The second one will have to wait until next week, but the first one is Popular Demand, the new album by Black Milk, a young producer slash rapper out of Detroit hoping to follow in the footsteps of local legends such as Proof and J Dilla – except for the whole dying part.
I reviewed the album on my own site a couple of weeks ago:
And there’s also a free mixtape his label Fat Beats put out that has some hot shit on it, including tracks from the new album as well as some of the tracks he produced for the post-Dilla era Slum Village.
Here’s the thing: I tend to enjoy albums by producer slash rappers anyway, provided the rappin’ isn’t really, really bad. I don’t mess around with any of those Neptunes albums, but albums like Diamond D’s Stunts, Blunts and Hip-Hop and both of RZA’s Bobby Digital albums are right up my alley.
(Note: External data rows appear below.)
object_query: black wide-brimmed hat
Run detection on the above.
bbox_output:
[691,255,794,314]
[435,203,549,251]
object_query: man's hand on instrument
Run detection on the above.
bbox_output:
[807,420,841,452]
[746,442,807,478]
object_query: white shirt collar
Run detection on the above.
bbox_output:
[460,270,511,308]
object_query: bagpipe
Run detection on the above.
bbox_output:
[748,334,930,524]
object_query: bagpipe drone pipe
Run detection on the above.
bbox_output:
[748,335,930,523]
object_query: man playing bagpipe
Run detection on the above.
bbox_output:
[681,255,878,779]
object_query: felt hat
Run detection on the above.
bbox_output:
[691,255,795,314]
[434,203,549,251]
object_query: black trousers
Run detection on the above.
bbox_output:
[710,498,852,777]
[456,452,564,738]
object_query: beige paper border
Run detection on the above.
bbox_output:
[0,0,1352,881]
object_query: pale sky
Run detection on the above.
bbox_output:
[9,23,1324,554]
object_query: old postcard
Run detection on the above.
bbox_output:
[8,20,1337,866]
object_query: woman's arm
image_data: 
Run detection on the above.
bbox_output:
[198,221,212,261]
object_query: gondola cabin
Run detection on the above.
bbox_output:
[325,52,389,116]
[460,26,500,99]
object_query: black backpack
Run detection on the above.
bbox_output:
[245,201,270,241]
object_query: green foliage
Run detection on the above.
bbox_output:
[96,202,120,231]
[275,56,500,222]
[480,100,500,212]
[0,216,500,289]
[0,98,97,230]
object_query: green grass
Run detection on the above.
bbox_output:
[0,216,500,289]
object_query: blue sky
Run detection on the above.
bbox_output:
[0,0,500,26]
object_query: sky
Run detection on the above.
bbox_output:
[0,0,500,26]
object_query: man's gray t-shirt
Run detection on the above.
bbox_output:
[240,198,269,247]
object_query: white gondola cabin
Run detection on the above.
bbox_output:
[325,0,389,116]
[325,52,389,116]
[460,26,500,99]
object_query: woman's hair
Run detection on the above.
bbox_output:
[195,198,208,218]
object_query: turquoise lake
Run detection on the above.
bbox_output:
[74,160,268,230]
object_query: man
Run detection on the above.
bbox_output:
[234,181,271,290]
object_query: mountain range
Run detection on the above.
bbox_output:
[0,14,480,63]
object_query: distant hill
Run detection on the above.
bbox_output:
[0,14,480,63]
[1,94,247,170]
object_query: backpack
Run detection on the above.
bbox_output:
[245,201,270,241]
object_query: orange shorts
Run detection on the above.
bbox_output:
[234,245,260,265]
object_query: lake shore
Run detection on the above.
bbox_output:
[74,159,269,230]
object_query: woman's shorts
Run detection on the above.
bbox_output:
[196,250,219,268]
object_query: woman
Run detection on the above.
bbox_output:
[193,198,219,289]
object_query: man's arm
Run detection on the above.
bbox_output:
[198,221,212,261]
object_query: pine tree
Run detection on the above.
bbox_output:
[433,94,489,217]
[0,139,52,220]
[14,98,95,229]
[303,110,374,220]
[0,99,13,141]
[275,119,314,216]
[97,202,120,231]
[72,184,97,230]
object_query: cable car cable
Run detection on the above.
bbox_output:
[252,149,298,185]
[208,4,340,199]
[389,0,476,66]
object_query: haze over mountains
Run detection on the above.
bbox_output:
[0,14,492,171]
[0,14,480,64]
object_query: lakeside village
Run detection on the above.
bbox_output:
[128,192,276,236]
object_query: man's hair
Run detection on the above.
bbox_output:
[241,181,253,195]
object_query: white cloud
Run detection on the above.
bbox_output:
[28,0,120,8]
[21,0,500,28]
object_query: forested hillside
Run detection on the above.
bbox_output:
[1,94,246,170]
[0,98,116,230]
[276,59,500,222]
Nullus.
I wasn’t as crazy about either of Kanye West’s albums because the production on the first one didn’t do a whole lot for me, and the rappin’ on both of them could get pretty shitty – and not charmingly so, like on his remake of Rich Boy’s “Throw Some D’s” or the remix to that Fall Out Boy song.
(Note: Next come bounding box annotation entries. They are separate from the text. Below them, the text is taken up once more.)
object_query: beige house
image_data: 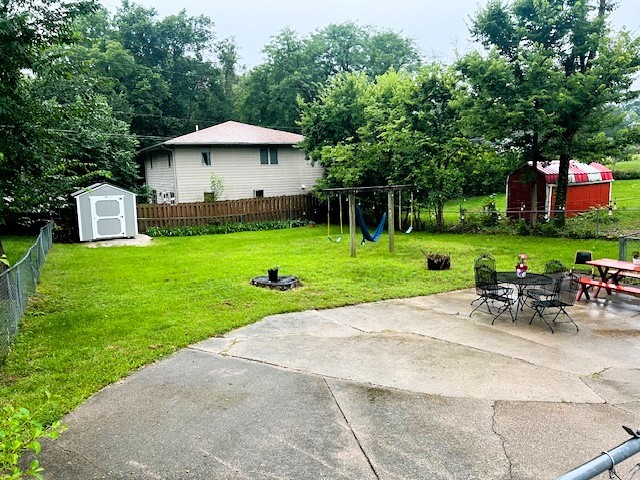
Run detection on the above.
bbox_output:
[141,121,323,203]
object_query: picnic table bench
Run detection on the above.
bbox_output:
[578,277,640,300]
[577,258,640,300]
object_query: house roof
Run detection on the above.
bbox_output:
[163,121,304,145]
[529,160,613,183]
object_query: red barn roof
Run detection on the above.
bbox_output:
[529,160,613,184]
[164,121,304,145]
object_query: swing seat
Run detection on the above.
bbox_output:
[356,205,387,245]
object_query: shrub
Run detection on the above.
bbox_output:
[613,170,640,180]
[147,220,309,237]
[0,405,64,479]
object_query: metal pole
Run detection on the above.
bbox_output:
[387,189,395,253]
[349,192,356,257]
[556,437,640,480]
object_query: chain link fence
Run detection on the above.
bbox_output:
[0,222,53,362]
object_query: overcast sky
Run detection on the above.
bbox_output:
[102,0,640,72]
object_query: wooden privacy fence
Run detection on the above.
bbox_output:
[137,194,318,232]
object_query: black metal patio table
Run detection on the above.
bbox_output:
[496,271,553,319]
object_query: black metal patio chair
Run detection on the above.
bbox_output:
[525,260,569,301]
[529,273,580,333]
[571,250,593,277]
[469,264,515,325]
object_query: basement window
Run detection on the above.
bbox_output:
[260,147,278,165]
[200,150,211,166]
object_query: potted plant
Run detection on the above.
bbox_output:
[422,250,451,270]
[267,267,280,283]
[516,253,529,278]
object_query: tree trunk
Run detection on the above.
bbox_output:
[436,200,444,231]
[555,153,570,227]
[0,240,9,272]
[529,132,540,225]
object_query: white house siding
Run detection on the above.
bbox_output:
[144,151,177,201]
[174,146,322,203]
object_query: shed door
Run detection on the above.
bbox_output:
[89,195,127,239]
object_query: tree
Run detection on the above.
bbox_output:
[301,64,476,227]
[237,22,420,129]
[112,0,239,145]
[459,0,640,224]
[0,0,95,227]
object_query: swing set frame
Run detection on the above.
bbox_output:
[322,185,415,257]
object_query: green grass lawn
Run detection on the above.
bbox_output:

On Popular Demand, Black Milk strikes what I think is a pretty strong balance between good rappin’ and good producing, though he obviously excels at the latter more so than the former.
As an MC, he’s not breaking any new ground in terms of subject matter, but he’s got a flow at least as good, if not better, than the vast majority of cats who aren’t considered primarily producers, let alone the likes of Kanye West.
Truth be told, Black Milk’s production isn’t exactly groundbreaking either. Essentially, what’s he done is take the old Dilla sound and make it somewhat less idiosyncratic. In that sense, Popular Demand works in more or less the same way that those post-Dilla Slum Village albums did.
Let’s face it: before Dilla was every 18 year-old d-bag on the Internets’ favorite dead producer, he was known primarily as the guy who fucked up the fourth Tribe album and the second Pharcyde album. Not to discount the man’s work, but I’d say Popular Demand is as enjoyable, if not as innovative, and anything Dilla ever did.